It starts with the coining of a new word - kluge, which rhymes with huge. It's ...
“a clumsy or inelegant — yet surprisingly effective — solution to a problem.” Something you probably do all the time; I know I do.
As an EQ coach and student of the human brain, I found the book review by Annie Murphy Paul interesting.
Marcus is a prof of psychology at New York Univ. and director of the NYU Infant Language Learning Center.
Marcus says that kluge is a good description of the human body.
Take the spine. It would make more sense, and spare us much Advil, if we had
four cross-braced columns of vertebrae instead of a single vulnerable one. Or the retina: it faces the back of the head rather than the front, burdening us with a blind spot where a clump of wiring gets in the way. We’re a collection of patches and fixes, held together with the biological equivalent of duct tape — the handiwork not of an intelligent designer but of the rough-and-ready processes of evolution.
Here I might add that it's good to remember we evolved from a creature on four legs, and hanging limbs off a spine like that made sense. When my back got to hurting when I was pregnant, my good ole country doctor told me to get down on all fours and give my spine a little relief. Are these bits of advice "homey" and "silly." Um, not at all. It helped and, after the fact, made sense.
Evolution “kluges” its solutions because it has only the crudest tools at its disposal: genetic mutations and millions of years. Natural selection can select only from what genetic accidents have made available, and the features it chooses may remain in place not because they are optimal, Marcus writes, but “because evolution just didn’t find a better way.”
Neuroscience tells us of the triune brain - one brain on top of another, on top of another, progressing upwards from the reptilian brain, which evolved a LONG time ago, and thus will always be the strongest. Envisioning the brain this way helps to explain the conflicts we all have - it's one brain wanting one thing, and another, wanting another.
Paul faults the author for such 'obvious-ities' as: "Whenever possible, don’t make important decisions when you are tired or have other things on your mind.” I would add here what my psychology professor told me in grad school -- that EVERYTHING is "obvious" once it's een pointed out. It's just that we are "the fish in the water." Sometimes we MISS the most OBVIOUS things.
But so much about emotional intelligence is common sense, which has NEVER been common, and still isn't.
In fact I bet there's someone reading this who makes a note-to-self -- don't make important decision when you are tired!
I would add an even more obvious adage, that we miss over and over again -- Don't talk or deal with things when you are angry.
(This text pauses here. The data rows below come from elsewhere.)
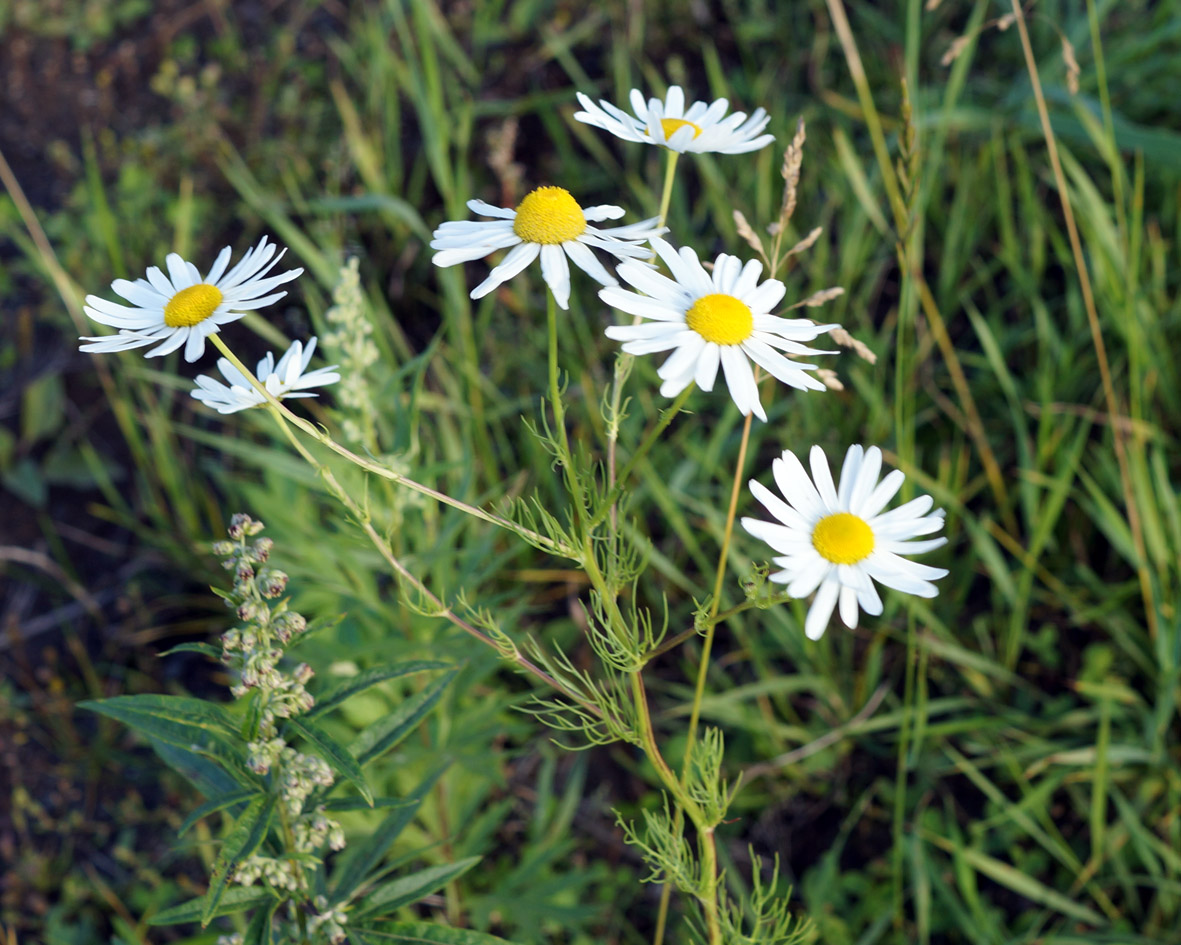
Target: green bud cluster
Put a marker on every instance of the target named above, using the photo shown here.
(255, 652)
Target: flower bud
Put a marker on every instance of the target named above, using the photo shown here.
(274, 582)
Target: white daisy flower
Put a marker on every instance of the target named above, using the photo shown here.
(281, 380)
(183, 308)
(710, 319)
(699, 129)
(839, 539)
(550, 223)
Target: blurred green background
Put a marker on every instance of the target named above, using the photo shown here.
(1019, 782)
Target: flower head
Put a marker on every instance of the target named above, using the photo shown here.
(700, 128)
(547, 223)
(183, 308)
(710, 319)
(284, 379)
(837, 539)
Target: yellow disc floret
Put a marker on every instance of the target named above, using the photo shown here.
(191, 305)
(721, 318)
(672, 125)
(549, 215)
(842, 539)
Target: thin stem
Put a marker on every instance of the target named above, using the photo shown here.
(702, 672)
(716, 603)
(1093, 319)
(555, 396)
(377, 469)
(666, 194)
(672, 643)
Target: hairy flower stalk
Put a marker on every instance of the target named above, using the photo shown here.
(254, 651)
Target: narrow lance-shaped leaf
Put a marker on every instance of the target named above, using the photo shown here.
(261, 927)
(176, 719)
(436, 934)
(245, 839)
(365, 855)
(233, 900)
(406, 890)
(214, 805)
(359, 683)
(334, 754)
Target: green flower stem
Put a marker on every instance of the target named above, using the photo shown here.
(666, 195)
(716, 603)
(646, 444)
(703, 671)
(555, 396)
(709, 898)
(672, 643)
(377, 469)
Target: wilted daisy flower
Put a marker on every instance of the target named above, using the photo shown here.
(183, 308)
(550, 223)
(839, 539)
(699, 129)
(710, 319)
(284, 379)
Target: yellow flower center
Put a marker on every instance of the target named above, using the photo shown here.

And down here in south Texas, don't deal with things when you're too HOT, is another one. When the reptilian brain takes over, we can't think, and that's when we do a lot of harm.
In fact I'm coaching a man who said the other day, "I've learned to say 'I'm going to end this meeting now before we both say something we regret.'"
There's nothing wrong with a time out.
Keeping your mouth shut is sometimes a good policy. I'm a DATING COACH, and I often have to remind new-daters that one needn't, in fact shouldn't, tell everything right away, especially the bumps and warts and so forth. And don't talk negatively about your ex, or how 'awful' dating is. Those kinds of comments seem to beg the question that you are (1) unhappy; (2) in therapy; (3) both!
How about "don't tickle a gorilla." Learn to notice what's going on with the OTHER person, so you don't "walk into the blade of a fan."